Thanks to Hugh Morris

Full Story: Pros vs. Cons: smart growth experts debate inclusionary zoning strategies in an effort to win diverse affordable neighborhoods

Comments

Comments

Inclusionary Zoning

I gotta love this quote:

“Inclusionary housing is an extraordinarily effective and efficient way for cities to create affordable housing,”...

Of course it's effective and efficient for cities, the entire cost of the ordinance is passed onto new homeowners!

If "affordable housing" is really a socially desireable good, then shouldn't all of society pay for it? That way we could at least debate the efficiency of certain methods because everyone would share in the burden. Inclusionary zoning simply passes the buck to the next generation (i.e. new homeowners)...an unfortunately familiar theme in American politics these days.

Exclusionary pricing.

I don't understand this argumentation. This argumentation asserts unaffordable housing is a socially desirable good.

And there is no reason why the affordable housing debate is stifled if society doesn't pay for the good.

Nonetheless, inclusionary zoning is a reaction to the externality. The folks who want to debate methods to reverse the trend of unaffordable housing can debate tax incentives and how that spreads the burden to the rest of society too. Somebody has to pay.

Or we can debate how the rest of society is already burdened by exclusionary zoning - by having the excluded drive all over the place to get to their place of employment.

Best,

D

Re:

No, not really Dano, that's your assertation. The trend towards unaffordable housing is an almost entirely man-made artifice, brought about by overly restrictive zoning regulations and a permitting/entitlement process that is unpredictable and lengthly. Ordinances like inclusionary zoning simply pass on ever more costs to the next generation of homeowners (and therefore subsidize existing homeowners).

Cities, naturally, love ordinances like these because politicians can show they are "doing something" to help with housing prices, when all they really doing is passing the hat. That's why nearly everyone in support of inclusionary zoning in the article was affiliated with muncipal government in some form or another...and why budding politicians everywhere are jumping on the bandwagon as they too can't wait to add another line to resume for higher office.

So yeah, somebody does have to pay...at this point though most of the costs are being passed on to folks below 30, which, as anyone can see, is clearly not sustainable.

Zoning experiments.

The trend towards unaffordable housing is an almost entirely man-made artifice, brought about by overly restrictive zoning regulations and a permitting/entitlement process that is unpredictable and lengthly. Ordinances like inclusionary zoning simply pass on ever more costs to the next generation of homeowners (and therefore subsidize existing homeowners).

Yes. Affordable housing, as you argue, is an entirely man-made artifice as well. The current situation is indeed brought on by regulation, many of it in reaction to (as Glaeser asserts) people zoning out undesirables. Also, creating regulation for desired open space - quality of life, see. And regulation arising from whatever other impulse.

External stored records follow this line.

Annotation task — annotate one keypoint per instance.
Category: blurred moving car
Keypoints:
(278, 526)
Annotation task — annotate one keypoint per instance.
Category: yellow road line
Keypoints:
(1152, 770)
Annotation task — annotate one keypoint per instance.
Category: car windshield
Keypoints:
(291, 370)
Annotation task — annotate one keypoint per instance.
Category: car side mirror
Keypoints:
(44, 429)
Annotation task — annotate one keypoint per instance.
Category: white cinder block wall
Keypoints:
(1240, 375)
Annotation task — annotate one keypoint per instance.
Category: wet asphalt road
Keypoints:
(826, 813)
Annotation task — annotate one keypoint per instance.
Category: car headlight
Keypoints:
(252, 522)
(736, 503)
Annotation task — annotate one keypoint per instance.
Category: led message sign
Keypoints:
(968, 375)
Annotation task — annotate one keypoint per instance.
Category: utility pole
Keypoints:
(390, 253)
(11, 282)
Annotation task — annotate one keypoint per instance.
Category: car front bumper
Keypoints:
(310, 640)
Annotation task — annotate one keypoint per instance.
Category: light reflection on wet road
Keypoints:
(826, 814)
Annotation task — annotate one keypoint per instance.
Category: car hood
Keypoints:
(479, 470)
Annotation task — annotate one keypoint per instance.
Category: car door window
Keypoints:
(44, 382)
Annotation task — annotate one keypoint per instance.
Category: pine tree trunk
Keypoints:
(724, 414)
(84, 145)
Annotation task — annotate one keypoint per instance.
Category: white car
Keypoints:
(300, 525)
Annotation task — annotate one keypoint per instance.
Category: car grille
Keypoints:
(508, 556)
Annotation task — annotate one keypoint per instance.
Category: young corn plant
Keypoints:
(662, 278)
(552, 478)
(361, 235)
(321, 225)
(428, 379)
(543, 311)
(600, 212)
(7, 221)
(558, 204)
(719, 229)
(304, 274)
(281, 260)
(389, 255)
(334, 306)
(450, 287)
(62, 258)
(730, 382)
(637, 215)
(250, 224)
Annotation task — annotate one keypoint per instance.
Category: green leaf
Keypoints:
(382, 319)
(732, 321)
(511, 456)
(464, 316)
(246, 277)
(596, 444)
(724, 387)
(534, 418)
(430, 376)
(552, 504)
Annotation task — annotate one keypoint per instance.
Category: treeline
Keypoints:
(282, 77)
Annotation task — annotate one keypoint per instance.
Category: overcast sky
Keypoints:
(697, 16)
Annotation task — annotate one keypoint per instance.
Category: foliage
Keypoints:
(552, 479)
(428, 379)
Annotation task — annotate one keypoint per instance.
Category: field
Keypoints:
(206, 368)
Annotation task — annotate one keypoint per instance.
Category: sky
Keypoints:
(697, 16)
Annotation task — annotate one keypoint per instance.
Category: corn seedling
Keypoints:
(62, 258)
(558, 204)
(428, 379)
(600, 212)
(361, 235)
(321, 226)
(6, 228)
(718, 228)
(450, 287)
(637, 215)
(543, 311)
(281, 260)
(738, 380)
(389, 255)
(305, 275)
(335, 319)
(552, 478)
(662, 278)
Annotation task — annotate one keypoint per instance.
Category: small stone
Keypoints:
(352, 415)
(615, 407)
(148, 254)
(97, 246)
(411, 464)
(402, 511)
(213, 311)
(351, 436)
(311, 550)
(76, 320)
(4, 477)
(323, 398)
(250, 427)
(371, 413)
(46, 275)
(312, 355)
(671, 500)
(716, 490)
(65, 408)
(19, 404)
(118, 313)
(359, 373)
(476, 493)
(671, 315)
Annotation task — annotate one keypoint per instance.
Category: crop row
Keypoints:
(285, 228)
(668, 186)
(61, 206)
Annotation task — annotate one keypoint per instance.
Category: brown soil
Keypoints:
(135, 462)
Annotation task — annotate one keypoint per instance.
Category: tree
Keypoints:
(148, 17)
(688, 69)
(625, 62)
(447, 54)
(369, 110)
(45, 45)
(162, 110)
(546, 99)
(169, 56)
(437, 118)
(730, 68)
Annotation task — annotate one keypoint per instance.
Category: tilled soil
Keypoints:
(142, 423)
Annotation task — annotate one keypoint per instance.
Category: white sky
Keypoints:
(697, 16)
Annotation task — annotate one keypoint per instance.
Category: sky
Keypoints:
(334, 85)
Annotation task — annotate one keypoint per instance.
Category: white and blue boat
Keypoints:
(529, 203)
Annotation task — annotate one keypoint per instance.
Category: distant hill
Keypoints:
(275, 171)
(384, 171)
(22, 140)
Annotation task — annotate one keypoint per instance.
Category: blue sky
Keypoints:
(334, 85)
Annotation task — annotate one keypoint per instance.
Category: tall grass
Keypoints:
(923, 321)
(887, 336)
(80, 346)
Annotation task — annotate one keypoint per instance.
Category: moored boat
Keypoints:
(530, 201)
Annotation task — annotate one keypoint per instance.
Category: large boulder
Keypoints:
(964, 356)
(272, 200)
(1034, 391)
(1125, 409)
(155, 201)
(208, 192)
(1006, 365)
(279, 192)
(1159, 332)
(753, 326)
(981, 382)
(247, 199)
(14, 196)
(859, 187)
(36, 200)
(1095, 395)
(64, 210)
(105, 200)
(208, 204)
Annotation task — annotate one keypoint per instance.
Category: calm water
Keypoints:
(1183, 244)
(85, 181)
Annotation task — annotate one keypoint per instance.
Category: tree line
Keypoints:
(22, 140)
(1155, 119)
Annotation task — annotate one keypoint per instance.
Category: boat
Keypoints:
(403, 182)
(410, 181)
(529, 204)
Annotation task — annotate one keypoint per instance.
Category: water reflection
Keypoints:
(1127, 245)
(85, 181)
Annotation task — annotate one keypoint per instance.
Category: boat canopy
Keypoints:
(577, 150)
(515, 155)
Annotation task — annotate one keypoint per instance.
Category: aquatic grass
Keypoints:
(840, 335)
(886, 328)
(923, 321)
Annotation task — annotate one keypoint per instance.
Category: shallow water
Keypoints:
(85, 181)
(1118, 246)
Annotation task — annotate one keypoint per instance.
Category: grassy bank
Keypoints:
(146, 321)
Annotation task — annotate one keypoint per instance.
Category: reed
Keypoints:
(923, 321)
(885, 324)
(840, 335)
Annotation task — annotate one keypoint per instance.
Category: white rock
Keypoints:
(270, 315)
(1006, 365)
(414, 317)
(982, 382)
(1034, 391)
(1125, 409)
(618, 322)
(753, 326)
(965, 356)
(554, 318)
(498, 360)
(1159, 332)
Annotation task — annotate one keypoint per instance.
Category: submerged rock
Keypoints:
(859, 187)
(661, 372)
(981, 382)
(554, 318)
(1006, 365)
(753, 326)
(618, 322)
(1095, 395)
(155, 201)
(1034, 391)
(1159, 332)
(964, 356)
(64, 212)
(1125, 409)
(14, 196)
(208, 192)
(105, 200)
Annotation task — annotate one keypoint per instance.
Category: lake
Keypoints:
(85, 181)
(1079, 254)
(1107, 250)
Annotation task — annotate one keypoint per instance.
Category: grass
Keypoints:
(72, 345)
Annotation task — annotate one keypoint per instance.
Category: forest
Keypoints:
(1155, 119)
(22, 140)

But, as we see in Oregon, folks don't like the lack of regulation either, as regulation protects their property values. Seems like we really are just learning as we go along and sometimes we get it right.

Best,

D

"Seems like we really are

"Seems like we really are just learning as we go along and sometimes we get it right."

True of almost everything in life...well put.

Two Types of Inclusionary Zoning

Let me suggest that, if the inclusionary zoning gives the developer a density bonus for providing affordable housing, it could provide affordable housing, increase revenue enough that there is no extra cost for the developer and home buyers, and benefit the environment (assuming that the higher density is in the right location).

If inclusionary zoning does not give a density bonus, then my unorthodox opinion is that it is just a game of musical chairs that does not provide a net increase in affordable housing. What happens to the affluent people who would have bought these new inclusionary units if they hadn't been reserved for moderate income? They buy housing somewhere else and drive up prices, leading to gentrification of existing affordable housing.